My design goals were:
- More flexible pre/post processing. The current
Codecsystem only operates as a "fallback" and doesn't support hooking into the moment before trying to deserialize or the moment after a successful deserialization. I have a lot of example use cases for this that I can share. - Optionality of features. Some use cases demand more information / capabilities for serialization / deserialization (e.g. distributed systems want a function registry, a cache similar to Deduplicate PhysicalExpr on proto ser/de using Arc pointer addresses #18192, etc. while something that is just looking to cross the FFI boundary might be okay with no registry/state and just failing if it encounters a UDF).

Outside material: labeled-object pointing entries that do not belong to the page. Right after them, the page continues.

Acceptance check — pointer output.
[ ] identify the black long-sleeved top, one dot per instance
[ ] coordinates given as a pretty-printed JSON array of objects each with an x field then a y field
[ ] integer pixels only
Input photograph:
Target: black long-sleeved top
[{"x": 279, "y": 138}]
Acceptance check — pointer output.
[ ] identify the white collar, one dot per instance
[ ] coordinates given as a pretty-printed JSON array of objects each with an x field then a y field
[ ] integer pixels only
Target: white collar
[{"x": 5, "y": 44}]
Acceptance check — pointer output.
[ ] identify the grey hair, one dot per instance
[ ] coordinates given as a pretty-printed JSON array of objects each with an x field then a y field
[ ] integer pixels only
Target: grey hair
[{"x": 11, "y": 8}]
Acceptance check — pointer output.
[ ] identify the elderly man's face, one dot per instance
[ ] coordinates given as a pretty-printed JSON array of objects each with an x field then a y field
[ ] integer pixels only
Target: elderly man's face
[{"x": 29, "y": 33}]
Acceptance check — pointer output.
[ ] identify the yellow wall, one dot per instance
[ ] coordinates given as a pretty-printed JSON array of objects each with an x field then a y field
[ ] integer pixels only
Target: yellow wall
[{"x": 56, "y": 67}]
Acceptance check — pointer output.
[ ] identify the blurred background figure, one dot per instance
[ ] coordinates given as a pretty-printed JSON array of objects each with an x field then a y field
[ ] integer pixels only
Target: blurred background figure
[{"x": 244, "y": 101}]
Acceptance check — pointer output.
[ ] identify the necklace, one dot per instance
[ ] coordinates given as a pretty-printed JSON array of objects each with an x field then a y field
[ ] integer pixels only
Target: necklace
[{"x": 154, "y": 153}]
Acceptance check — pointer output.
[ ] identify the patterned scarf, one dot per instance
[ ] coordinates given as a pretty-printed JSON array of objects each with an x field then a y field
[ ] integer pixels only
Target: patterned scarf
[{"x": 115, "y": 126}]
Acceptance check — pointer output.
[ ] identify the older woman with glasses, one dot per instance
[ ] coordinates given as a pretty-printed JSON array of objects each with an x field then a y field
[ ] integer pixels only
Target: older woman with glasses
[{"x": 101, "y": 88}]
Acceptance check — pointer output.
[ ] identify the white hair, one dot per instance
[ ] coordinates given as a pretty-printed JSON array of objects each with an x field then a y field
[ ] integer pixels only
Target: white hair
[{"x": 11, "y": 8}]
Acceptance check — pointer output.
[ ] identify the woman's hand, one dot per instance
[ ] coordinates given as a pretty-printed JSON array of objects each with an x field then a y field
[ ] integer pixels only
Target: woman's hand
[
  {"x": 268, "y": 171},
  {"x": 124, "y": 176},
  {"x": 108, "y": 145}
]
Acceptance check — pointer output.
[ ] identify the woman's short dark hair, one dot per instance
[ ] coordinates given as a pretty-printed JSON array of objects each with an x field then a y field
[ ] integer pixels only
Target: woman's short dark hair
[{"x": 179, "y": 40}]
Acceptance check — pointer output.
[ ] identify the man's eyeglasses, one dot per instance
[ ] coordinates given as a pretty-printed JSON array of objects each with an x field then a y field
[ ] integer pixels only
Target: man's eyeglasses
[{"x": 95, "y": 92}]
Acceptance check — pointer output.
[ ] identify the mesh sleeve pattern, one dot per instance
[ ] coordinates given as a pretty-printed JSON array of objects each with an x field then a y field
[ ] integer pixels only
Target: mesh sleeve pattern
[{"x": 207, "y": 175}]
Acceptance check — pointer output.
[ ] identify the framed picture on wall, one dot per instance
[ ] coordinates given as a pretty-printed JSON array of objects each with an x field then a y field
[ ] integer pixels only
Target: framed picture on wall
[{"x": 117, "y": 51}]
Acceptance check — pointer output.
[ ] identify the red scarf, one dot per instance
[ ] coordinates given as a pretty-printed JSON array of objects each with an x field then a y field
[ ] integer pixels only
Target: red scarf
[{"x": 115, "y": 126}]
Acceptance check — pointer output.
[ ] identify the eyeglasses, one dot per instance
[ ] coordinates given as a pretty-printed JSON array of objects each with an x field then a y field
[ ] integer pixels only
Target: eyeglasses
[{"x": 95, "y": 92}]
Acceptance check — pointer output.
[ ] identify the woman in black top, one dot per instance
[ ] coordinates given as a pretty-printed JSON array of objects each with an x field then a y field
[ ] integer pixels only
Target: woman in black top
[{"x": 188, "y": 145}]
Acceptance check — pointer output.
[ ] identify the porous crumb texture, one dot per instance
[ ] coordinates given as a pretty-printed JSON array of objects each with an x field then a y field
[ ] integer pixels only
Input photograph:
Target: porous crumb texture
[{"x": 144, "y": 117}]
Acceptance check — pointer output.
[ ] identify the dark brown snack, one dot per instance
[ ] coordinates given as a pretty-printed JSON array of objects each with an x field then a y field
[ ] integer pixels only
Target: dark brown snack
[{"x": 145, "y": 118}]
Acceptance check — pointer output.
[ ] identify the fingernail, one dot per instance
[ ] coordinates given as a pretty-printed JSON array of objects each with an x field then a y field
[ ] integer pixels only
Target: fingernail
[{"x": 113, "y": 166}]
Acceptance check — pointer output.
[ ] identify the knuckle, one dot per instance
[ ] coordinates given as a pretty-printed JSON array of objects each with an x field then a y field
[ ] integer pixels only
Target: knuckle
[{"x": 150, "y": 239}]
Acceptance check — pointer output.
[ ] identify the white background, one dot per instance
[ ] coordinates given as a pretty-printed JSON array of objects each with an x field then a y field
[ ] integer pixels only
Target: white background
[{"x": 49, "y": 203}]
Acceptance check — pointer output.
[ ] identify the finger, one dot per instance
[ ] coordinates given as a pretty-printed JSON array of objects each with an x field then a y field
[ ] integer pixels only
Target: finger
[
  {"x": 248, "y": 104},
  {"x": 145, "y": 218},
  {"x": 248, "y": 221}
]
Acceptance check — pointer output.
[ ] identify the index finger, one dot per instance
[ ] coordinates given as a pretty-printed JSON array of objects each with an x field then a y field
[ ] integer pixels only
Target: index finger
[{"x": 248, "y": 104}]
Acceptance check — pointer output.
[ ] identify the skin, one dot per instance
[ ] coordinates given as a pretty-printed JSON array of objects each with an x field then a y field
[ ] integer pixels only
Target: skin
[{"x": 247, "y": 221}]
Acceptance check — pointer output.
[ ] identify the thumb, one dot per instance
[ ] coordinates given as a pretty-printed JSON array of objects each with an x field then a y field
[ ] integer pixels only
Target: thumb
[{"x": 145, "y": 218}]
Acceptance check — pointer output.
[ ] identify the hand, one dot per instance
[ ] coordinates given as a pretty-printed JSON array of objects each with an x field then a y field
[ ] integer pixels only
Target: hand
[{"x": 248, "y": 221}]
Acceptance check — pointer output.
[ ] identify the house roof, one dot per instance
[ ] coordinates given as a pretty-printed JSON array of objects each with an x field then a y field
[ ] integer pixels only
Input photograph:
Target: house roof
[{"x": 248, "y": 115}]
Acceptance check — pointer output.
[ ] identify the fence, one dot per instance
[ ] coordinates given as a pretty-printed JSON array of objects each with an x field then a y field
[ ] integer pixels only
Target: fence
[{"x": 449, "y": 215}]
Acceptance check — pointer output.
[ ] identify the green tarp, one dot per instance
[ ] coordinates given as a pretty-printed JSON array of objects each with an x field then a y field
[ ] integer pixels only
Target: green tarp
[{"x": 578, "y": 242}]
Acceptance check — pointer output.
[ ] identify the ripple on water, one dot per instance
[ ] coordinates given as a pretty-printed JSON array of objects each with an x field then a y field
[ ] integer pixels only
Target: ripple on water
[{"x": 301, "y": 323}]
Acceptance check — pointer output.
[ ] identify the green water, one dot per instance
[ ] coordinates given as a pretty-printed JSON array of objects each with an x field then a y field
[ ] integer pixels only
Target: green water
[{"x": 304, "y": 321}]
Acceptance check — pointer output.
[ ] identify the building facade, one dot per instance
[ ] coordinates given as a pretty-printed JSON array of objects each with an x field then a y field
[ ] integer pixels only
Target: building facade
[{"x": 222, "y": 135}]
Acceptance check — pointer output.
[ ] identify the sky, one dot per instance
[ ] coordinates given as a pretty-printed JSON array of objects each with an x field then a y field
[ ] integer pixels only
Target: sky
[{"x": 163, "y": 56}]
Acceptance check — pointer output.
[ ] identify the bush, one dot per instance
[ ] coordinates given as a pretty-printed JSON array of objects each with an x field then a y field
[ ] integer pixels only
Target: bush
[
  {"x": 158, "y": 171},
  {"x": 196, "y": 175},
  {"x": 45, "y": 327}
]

The design I landed on is something like this:
// DataFusion code
trait Deserializer {
fn deserialize_physical_expr(&mut self, proto: PhysicalExprNode) -> Result<Arc<dyn PhysicalExpr>> {
// most methods have default implementations so you only have to implement those you want to override
deserialize_physical_expr(self, proto)
}
fn deserialize_udf(&mut self, proto: ScalarUdfExprNode) -> Result<()> {
// default implementation errors, we don't have a registry to call. you must override if you do.
internal_datafusion_err!("you must implement deserialize_udf yourself and put the function into a function registry")
}
}
/// Both the top level entry point (if what you have is a PhysicalExprNode)
/// and the default implementation that will get delegated back to recursively
fn deserialize_physical_expr<D: Deserializer + ?Sized>(deserializer: &mut D, proto: PhysicalExprNode) -> Result<Arc<dyn PhysicalExpr>> {
let children: Vec<PhysicalExprNode> = vec![]; // Placeholder for child nodes, from proto.children()?
let deserialized_children = children
.into_iter()
// it's important here that we call back into the trait!
.map(|child_proto| deserializer.deserialize_physical_expr(child_proto))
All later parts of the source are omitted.